Ettickan Research

My laboratory studies the intracellular signaling regulating the contraction of bladder smooth muscle (BSM) with particular emphasis on JNK2 and NFkB mediated signaling. In these studies, we are investigating 1) the mechanism(s) by which the increased expression of desmin and vimentin enhances the JNK2 phosphorylation and increases the mitochondrial ROS levels in benign prostatic hyperplasia (BPH) induced obstructed BSM and 2) identifying the mechanism(s) by which JNK2 and NFκB induces the BSM contractile dysfunction in high fat diet (HFD) induced obesity. My laboratory also studies the role of epigenetics in radiation therapy (RT) induced cardiopulmonary fibrosis. In this study, we are investigating the role of DNA methylation, histone modification, non-coding RNAs and micro RNAs in RT induced cardiopulmonary fibrosis in lung and breast cancer murine models and human patients.

Ettickan Research

Research Projects

Molecular mechanisms of contractile dysfunction in obstructive bladder disease

Lower urinary tract dysfunction due to conditions such as benign prostatic hyperplasia (BPH)-induced partial bladder outlet obstruction (PBOO) is strongly associated with bladder smooth muscle (BSM) hypertrophy.

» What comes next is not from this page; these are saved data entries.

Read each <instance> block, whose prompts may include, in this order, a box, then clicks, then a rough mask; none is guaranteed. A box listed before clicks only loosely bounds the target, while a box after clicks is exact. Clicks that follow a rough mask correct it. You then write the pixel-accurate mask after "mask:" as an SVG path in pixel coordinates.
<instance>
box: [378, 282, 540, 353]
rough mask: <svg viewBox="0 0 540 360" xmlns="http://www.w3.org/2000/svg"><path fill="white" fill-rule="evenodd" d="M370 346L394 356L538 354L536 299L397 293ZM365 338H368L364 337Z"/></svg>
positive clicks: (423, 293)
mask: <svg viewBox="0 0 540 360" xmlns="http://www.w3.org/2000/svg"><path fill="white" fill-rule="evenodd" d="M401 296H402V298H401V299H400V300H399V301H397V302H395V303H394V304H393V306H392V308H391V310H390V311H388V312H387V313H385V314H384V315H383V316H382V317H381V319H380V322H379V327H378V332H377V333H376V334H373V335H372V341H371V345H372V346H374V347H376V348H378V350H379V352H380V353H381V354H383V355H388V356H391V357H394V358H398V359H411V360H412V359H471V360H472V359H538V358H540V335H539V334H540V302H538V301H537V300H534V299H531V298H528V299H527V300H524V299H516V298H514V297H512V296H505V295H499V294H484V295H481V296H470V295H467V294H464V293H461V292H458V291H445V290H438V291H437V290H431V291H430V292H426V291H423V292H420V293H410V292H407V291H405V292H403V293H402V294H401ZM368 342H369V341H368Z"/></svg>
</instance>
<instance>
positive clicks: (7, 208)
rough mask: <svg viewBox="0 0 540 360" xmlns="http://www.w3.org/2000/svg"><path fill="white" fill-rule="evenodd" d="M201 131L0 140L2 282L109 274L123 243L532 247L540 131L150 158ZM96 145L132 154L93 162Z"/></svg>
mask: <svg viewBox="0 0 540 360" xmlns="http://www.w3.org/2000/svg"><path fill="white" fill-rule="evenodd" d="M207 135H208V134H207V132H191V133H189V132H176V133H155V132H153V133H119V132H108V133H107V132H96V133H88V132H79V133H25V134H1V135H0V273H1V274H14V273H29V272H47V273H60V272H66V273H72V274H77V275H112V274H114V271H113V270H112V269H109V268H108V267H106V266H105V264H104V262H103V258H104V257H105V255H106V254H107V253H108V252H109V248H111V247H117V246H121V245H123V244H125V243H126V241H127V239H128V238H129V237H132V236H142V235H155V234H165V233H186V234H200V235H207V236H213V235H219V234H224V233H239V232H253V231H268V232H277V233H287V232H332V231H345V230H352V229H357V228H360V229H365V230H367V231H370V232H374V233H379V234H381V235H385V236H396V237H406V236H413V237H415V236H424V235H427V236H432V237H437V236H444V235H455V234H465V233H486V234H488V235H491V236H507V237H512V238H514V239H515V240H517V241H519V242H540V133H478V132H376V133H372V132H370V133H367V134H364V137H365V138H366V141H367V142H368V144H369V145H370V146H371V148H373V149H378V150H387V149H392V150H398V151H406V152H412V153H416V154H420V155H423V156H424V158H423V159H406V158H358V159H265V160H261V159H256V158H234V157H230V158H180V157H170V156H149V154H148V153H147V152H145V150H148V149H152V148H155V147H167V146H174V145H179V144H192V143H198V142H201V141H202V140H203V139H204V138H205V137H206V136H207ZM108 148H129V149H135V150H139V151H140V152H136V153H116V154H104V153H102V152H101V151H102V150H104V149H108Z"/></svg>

The molecular pathogenesis of PBOO induced BSM dysfunction in BPH patients is poorly understood. Others and we have demonstrated that the contractile dysfunction and increased mitochondrial ROS is associated with increased expression of the intermediate filament (IFs) proteins desmin and vimentin in obstructed BSM. Previously, we have generated compelling evidence that JNK2 is a major effector of the BSM contractile dysfunction mediated by increased expression of IFs proteins desmin and vimentin, strongly implicating an IFs/JNK2 dependent mechanism in BSM contractile dysfunction in BPH induced PBOO. We are investigating the mechanism(s) by which the increased expression of desmin and vimentin enhances the JNK2 phosphorylation and increases the mitochondrial ROS levels in BPH induced obstructed BSM.

SM specific proteins in WT and JNK2 KO mice Immunofluorescence analysis of smooth muscle (SM) specific proteins expression in the bladders of wild type (WT) and JNK2 KO mice. Bladder sections prepared from WT and JNK2 KO mice were stained with anti-SMA or anti-SM22 or SMHC antibody followed by Cy3 (red)- and Alexa Fluor 488 (green) conjugated secondary antibodies. Scale bars = 50 μm. The immunofluorescence analysis revealed an increased expression of SM specific proteins (SMA, SMHC and SM22) in the BSM of JNK2 KO mice compared with WT mice.

Molecular mechanisms of BSM contractile dysfunction in obesity

Obesity is a major risk factor for type 2 diabetics mellitus and is strongly associated with bladder contractile dysfunctions. The mechanisms associated with obesity-induced bladder contractile dysfunction are poorly understood. Previous studies have shown that high fat diet (HFD) and palmitate are known to increase JNK and NFκB activation and induce BSM contractile dysfunction. We are investigating the mechanism(s) by which JNK2 and NFκB induces the BSM contractile dysfunction in HFD induced obesity. Systems biology and functional genomics have become an essential analytical tool and play a significant role in understanding the interaction between genes and their associated pathways at the genome level. We use knockout mouse models and multi-omic approach to identify the JNK2 and NFκB targets and delineate the mechanistic roles of NFkB-JNK2 axes in obesity-induced bladder dysfunction.

Role of epigenetics in radiation therapy induced cardiopulmonary fibrosis

Advanced lung and metastatic breast cancers remain the leading cause of cancer related deaths in US. Thoracic and extra thoracic malignancies often promote pulmonary metastases, and lungs are the second most common site for cancer-induced metastases. Radiation therapy (RT) treatment increases cancer free survival rates, but also causes RT-induced cardiopulmonary toxicity in normal tissue that contributes to non-malignant deaths. RT-induced cardiac and pulmonary fibrosis is a multistep process and are associated with excessive proliferation of cardiac and pulmonary cells and extracellular matrix remodeling which leads to cardiac and pulmonary fibrosis and deterioration of heart and lung function. We are investigating the role of DNA methylation, histone modification, non-coding RNAs and microRNAs in radiation therapy induced cardiopulmonary fibrosis in lung and breast cancer murine models and human patients.